La non-reconduction de l’aide financière à l’apprentissage constitue un signal profondément négatif à l’endroit de nos jeunes et des chefs d’entreprise de notre pays.
Souffrant déjà d’un déficit d’image important, dû à des années de politiques discriminantes à l’égard des apprentis, et plus généralement des métiers dits « manuels », l’apprentissage, que vous comptez pourtant revaloriser, ne peut se développer sans dispositifs incitatifs forts. Pourtant, « l’intelligence de la main vaut l’intelligence de l’esprit ».
À l’heure actuelle, madame la ministre, aucune mesure nouvelle en faveur de l’apprentissage n’est contenue dans le projet de loi de finances. Le Gouvernement nous demande d’attendre un projet de loi annoncé pour le printemps 2018, sans que nous en connaissions encore les contours.
Je peux, au nom de mon groupe tout entier, vous assurer de notre pleine vigilance sur ce sujet.

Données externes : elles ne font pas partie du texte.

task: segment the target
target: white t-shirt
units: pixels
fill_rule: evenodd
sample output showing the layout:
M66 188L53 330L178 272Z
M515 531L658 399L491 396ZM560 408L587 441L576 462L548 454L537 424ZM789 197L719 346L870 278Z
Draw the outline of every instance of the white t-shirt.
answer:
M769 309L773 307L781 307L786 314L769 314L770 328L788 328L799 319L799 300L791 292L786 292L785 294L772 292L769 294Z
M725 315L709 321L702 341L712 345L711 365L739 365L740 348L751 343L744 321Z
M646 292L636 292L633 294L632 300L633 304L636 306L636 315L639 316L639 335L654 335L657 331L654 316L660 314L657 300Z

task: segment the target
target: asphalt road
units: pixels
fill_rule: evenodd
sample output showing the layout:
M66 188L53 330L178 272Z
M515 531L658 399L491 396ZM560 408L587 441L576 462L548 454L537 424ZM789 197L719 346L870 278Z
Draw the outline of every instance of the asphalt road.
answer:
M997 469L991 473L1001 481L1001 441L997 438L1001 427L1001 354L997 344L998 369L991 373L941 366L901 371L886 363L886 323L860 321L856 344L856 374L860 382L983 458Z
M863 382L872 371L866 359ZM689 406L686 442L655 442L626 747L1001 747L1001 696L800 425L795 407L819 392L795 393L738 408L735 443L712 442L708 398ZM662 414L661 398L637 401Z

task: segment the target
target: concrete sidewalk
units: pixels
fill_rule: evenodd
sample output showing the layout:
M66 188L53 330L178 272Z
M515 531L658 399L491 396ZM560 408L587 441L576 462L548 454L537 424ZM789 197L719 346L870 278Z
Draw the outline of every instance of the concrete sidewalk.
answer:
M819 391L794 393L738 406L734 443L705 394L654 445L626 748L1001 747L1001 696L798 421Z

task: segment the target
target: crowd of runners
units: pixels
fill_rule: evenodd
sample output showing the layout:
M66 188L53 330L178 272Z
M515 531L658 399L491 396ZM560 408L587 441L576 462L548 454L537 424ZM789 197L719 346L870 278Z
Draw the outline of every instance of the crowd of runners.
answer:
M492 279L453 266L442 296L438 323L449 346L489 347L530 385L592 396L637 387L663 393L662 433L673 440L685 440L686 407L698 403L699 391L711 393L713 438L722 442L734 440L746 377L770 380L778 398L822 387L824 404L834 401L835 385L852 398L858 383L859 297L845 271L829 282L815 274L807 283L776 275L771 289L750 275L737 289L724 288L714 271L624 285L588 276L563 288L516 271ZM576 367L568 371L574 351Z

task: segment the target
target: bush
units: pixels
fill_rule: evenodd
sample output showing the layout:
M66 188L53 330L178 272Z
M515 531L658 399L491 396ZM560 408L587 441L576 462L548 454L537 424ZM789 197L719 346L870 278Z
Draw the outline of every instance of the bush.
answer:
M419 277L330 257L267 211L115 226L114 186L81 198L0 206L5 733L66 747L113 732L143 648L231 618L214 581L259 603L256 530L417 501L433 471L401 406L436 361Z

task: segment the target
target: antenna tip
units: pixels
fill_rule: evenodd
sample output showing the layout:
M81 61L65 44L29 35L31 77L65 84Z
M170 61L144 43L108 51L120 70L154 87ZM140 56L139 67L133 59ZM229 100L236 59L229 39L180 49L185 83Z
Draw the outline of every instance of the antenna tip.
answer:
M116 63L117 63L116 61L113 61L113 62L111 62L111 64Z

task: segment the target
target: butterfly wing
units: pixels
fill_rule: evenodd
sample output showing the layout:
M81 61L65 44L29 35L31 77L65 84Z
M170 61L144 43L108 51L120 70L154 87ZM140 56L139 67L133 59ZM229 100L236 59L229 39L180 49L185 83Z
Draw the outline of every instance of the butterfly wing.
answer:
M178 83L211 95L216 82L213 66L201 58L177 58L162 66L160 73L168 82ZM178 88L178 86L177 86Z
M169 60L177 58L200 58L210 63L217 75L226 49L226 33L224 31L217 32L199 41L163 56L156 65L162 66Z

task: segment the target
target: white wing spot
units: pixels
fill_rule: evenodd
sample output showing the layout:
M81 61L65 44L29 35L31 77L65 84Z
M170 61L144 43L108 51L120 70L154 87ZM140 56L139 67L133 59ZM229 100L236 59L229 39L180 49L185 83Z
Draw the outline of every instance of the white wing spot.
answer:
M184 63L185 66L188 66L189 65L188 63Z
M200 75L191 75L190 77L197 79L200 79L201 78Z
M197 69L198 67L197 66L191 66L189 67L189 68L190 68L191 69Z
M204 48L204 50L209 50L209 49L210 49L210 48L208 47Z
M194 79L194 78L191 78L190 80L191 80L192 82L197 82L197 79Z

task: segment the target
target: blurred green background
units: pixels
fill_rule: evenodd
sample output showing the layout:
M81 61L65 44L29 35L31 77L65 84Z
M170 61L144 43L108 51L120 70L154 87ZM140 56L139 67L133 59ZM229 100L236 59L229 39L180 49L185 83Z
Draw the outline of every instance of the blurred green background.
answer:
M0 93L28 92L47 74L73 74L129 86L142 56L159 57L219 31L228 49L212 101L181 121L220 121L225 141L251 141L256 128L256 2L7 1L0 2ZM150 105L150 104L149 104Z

En effet, nous croyons ardemment à l’apprentissage et à la nécessité de son développement partout sur le territoire national.
Je regrette également, madame la ministre, la fin de l’aide à l’embauche à destination des PME, qui constituent pourtant le sel de notre économie, les forces vives qu’il convient de mobiliser si nous voulons gagner ensemble cette bataille pour l’emploi.
J’ajoute à ce tableau le manque d’ambition de votre budget à destination de l’emploi des seniors, grand absent de ce projet de loi de finances pour 2018, alors même que les problèmes s’accumulent sans que nous puissions y répondre de manière claire et volontaire.
Je voudrais enfin exprimer une inquiétude.
Très attachée aux politiques d’inclusion, j’ai rendu en milieu d’année un rapport sur la culture et le handicap et préconisé, dans ce cadre, un certain nombre de mesures très concrètes pour faciliter l’accès des personnes handicapées à la culture. Aussi dois-je vous dire, madame la ministre, que le rejet par l’Assemblée nationale de deux amendements qui visaient à sécuriser le financement de l’accès à l’emploi des personnes handicapées suscite chez moi une crainte réelle.
Il est du devoir de l’État d’encourager massivement l’emploi des personnes en situation de handicap. Notre pays ne peut se satisfaire qu’un trop grand nombre de nos compatriotes, déjà profondément accablés par la maladie, se voient refuser un emploi au motif que les mécanismes d’incitation sont insuffisants.